I never thought that Finn - the real Finn, the one that wasn't clear with the high but rather cluttered with sobriety and pain, was gone with me. I never thought I would have to feel the pain of reminding myself that I had gotten him into this mess . . . and I had never thought that he would be the one to pull me out of mud that was so thick and delectable that I couldn't stay away from it. 


"Greyson?" He whispered, pulling me out of my thought. 

"Yeah, Finn?"

"Do you think we'll ever be more than this?"

At first, I thought he was talking about us and our friendship . . . and then, I looked into his eyes and knew what he had meant, but I couldn't speak, because I didn't have the answers. 

Not this time. 

"I don't mean more than friends, Grey," he muttered, seeming to regret that statement. "I mean more than the drugs. More than being lost in a sea of drugs and a wave so high, that we never wanted to come down and see how beautiful everything was without our minds being contorted. I mean sober. Do you think we'll ever be truly sober, again?" 

"I don't know, anymore," I admitted. 

A sad smile swept over his lips and he sighed, "You're the one who's always given me direction and I fell in love with you because of that . . . "

"But?"

"But, I don't know if I could ever be with you, Greyson."

I frowned and nodded, "I understand." 

"No, you don't. It's not that I don't want to be with you. It's not that I wouldn't love to be able to say you're mine," he paused and looked away from me, out the window and to something beyond this world that I couldn't see. "But, Greyson, we aren't made for one another. We aren't meant to be together and this isn't me spouting because I'm sobering up and regretting the things we've done even after we promised each other that the battle began on that bridge a month ago. I know it did . . . but I'm losing, okay? Me and you haven't even been down to see Benji. Preston only comes home to get high and forget why we're all sitting here together, waiting for the call that his little brother is either out of the woods or gone for good."

"I don't understand what you're getting at," I admitted.

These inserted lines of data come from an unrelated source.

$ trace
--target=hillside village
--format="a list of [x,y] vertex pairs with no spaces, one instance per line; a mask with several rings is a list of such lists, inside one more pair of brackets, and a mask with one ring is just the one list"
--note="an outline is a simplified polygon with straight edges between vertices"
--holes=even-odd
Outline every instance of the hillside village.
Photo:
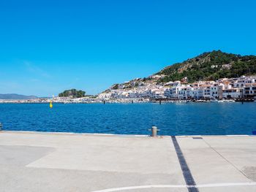
[[[160,75],[151,78],[160,79]],[[99,99],[229,99],[256,96],[256,76],[222,78],[217,81],[194,83],[175,81],[164,85],[145,83],[132,88],[110,88],[100,93]],[[129,83],[133,83],[131,82]],[[124,85],[121,85],[124,86]]]

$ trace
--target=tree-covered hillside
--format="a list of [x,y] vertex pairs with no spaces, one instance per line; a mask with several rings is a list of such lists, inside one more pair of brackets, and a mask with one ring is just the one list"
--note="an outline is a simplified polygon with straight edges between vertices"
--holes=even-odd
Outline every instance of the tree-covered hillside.
[[59,94],[59,96],[67,96],[71,98],[81,98],[86,96],[86,91],[77,91],[76,89],[66,90],[63,93]]
[[157,74],[165,75],[159,82],[181,80],[184,77],[188,78],[189,82],[193,82],[255,74],[256,56],[241,56],[218,50],[169,66]]

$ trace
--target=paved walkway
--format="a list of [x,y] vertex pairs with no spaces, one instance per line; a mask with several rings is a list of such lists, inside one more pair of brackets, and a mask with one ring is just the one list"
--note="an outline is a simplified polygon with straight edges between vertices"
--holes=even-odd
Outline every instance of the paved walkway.
[[256,191],[256,137],[0,132],[0,191]]

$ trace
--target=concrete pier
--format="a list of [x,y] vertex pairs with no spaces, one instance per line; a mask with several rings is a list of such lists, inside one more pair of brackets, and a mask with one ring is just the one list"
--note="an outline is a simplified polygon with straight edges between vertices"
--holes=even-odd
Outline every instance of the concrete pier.
[[256,137],[0,132],[0,191],[256,191]]

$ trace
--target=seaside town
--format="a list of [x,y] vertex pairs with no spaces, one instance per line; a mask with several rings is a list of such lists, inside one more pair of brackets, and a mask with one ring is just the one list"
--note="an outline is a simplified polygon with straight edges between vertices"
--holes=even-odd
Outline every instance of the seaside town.
[[[162,77],[161,75],[150,77],[153,80]],[[114,87],[95,96],[53,96],[28,100],[0,100],[0,103],[133,103],[157,101],[229,102],[253,101],[256,97],[256,76],[222,78],[217,81],[199,81],[191,84],[187,82],[186,77],[181,81],[168,82],[165,84],[138,80],[140,79],[126,82],[124,84],[116,84]],[[126,88],[125,85],[129,85],[129,88]]]

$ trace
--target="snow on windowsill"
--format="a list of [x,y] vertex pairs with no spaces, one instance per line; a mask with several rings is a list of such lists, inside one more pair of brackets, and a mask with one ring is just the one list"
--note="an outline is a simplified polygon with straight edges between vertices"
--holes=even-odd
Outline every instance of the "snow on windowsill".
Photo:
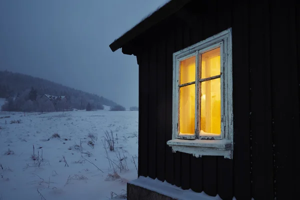
[[188,146],[204,148],[223,148],[224,150],[230,148],[230,141],[228,140],[187,140],[174,139],[166,142],[169,146]]
[[211,132],[206,132],[203,130],[200,130],[200,136],[204,137],[220,137],[220,134],[212,134]]
[[174,139],[166,144],[172,148],[173,152],[176,152],[192,154],[198,158],[202,156],[222,156],[226,158],[233,158],[233,146],[229,140]]
[[216,196],[211,196],[206,194],[204,192],[200,193],[196,192],[191,189],[184,190],[181,187],[180,188],[173,186],[166,181],[162,182],[157,178],[154,180],[150,177],[140,176],[138,178],[130,182],[129,184],[154,191],[178,200],[222,200],[218,194]]

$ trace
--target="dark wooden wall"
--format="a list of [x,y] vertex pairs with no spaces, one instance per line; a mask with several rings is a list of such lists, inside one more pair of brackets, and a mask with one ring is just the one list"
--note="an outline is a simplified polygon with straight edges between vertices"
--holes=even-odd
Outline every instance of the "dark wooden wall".
[[[298,196],[300,6],[194,0],[132,42],[139,64],[138,175],[226,200]],[[174,52],[232,28],[234,159],[172,152]]]

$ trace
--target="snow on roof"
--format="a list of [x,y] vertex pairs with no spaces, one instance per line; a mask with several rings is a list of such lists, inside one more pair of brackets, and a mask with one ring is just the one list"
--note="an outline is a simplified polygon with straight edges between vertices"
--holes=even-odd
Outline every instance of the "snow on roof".
[[182,190],[166,181],[162,182],[157,178],[153,180],[148,176],[140,176],[138,178],[129,183],[176,200],[222,200],[218,194],[216,196],[210,196],[204,192],[196,192],[191,189]]

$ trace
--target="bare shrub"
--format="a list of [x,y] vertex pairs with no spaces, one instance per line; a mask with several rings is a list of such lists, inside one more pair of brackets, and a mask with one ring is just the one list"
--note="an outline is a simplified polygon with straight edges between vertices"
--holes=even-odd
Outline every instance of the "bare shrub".
[[112,131],[110,130],[110,134],[108,134],[108,132],[107,130],[105,131],[105,140],[108,144],[110,148],[110,150],[111,152],[114,151],[114,134]]
[[10,150],[9,148],[8,150],[4,153],[4,155],[12,155],[13,154],[14,154],[14,152],[13,150]]
[[86,159],[86,158],[84,158],[84,156],[83,156],[82,155],[82,158],[84,158],[84,160],[86,160],[88,161],[88,162],[90,162],[90,164],[92,164],[92,165],[94,165],[94,166],[96,166],[96,168],[98,169],[98,170],[100,170],[101,172],[102,172],[103,173],[104,173],[104,172],[103,172],[102,170],[100,170],[100,168],[98,168],[98,166],[96,166],[95,164],[94,164],[94,163],[93,163],[93,162],[92,162],[92,161],[88,160],[88,159]]
[[10,124],[21,124],[22,122],[22,120],[12,120],[10,122]]
[[68,166],[68,164],[66,160],[66,158],[64,158],[64,156],[62,156],[62,158],[64,158],[64,166]]
[[86,154],[86,156],[88,156],[88,157],[90,157],[92,154],[90,152],[82,152],[81,154]]
[[0,118],[10,118],[10,116],[0,116]]
[[88,142],[88,145],[94,148],[94,144],[92,140],[90,140]]
[[36,189],[36,191],[38,191],[38,194],[40,194],[40,198],[42,198],[42,200],[46,200],[45,198],[44,197],[42,194],[40,192],[40,191],[38,191],[38,189]]
[[40,168],[41,165],[44,166],[47,164],[50,165],[48,161],[44,160],[44,158],[42,156],[42,150],[41,150],[40,154],[40,150],[38,150],[37,154],[36,154],[34,144],[32,145],[32,154],[31,156],[31,158],[34,160],[34,164],[33,166],[30,166],[27,164],[26,168],[36,166]]
[[125,107],[120,105],[114,106],[110,107],[110,111],[124,111],[126,110]]
[[114,172],[112,174],[108,174],[104,180],[106,181],[114,181],[120,178],[121,176],[120,176],[118,172]]
[[57,132],[56,132],[51,136],[51,138],[60,138],[60,136]]
[[132,160],[133,160],[133,162],[134,164],[134,166],[136,166],[136,173],[138,174],[138,167],[136,166],[136,160],[134,160],[134,157],[132,155]]

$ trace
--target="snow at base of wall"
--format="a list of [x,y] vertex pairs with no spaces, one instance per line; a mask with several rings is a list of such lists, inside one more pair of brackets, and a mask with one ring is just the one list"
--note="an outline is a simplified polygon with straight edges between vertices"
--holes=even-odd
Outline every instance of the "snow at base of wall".
[[138,178],[130,182],[130,184],[178,200],[222,200],[218,195],[216,196],[210,196],[205,194],[204,192],[199,193],[194,192],[190,189],[184,190],[181,188],[173,186],[166,181],[162,182],[157,178],[153,180],[150,177],[140,176]]
[[[173,186],[166,181],[162,182],[157,178],[154,180],[148,176],[140,176],[138,178],[132,180],[129,183],[178,200],[222,200],[218,194],[216,196],[211,196],[204,192],[200,193],[191,189],[182,190],[181,187]],[[236,198],[234,197],[232,200],[236,200]],[[254,200],[254,198],[252,198],[252,200]]]
[[1,106],[5,104],[5,98],[0,98],[0,111],[1,111]]

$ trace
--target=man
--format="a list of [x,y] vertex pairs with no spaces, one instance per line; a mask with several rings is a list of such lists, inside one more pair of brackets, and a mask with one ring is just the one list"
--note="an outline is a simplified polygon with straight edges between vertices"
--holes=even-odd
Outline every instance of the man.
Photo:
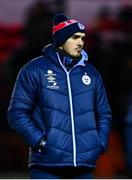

"My point is," he paused and searched for the words he was looking for, but couldn't seem to find. "Honestly, I don't know what my point is but I do want to tell you that I love you, and I always will, but I'm not good for you, Grey . . . and you aren't good for me. I'm always going to be here for you, and I just hope that whoever you find yourself with down the line isn't like me. I don't want you to be dragged down. I don't want you to cry in your room a year from now because I'm gone."